Trzydniowy lockdown w Auckland ma potrwać do środy. W mieście, w którym mieszka blisko 1,5 mln osób władze wprowadzają trzeci, najwyższy poziom obostrzeń. Mieszkańcy mają nakaz pozostawania w domach. Wyjść można jedynie w celu dokonania niezbędnych zakupów, część osób (tzw. niezbędni pracownicy) może też chodzić do pracy.
Zgromadzenia są zakazane, z wyjątkiem ślubów i pogrzebów - tu obowiązuje limit 10 osób. Dzieci "niezbędnych pracowników" mogą chodzić do szkół, pozostałe powinny zostać w domach.
W pozostałych częściach Nowej Zelandii władze podniosły obostrzenia do poziomu 2, wprowadzając limit zgromadzeń do 100 osób.
Premier Jacinda Ardern powiedziała, że nie ma potrzeby robić zapasów, ponieważ supermarkety, apteki i stacje paliw będą otwarte.

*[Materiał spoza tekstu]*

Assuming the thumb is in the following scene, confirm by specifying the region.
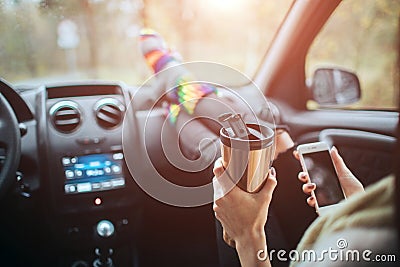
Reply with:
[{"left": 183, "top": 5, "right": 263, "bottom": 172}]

Przed sklepami w Auckland utworzyły się długie kolejki, a na fotografiach publikowanych przez mieszkańców w mediach społecznościowych widać puste półki w sklepach spożywczych.
Lockdown w Auckland wprowadzony został przez władze po tym, jak u trzech osób - pary i jej dziecka - testy wykazały koronawirusa SARS-CoV-2. To pierwsze lokalne przypadki w Nowej Zelandii od 24 stycznia.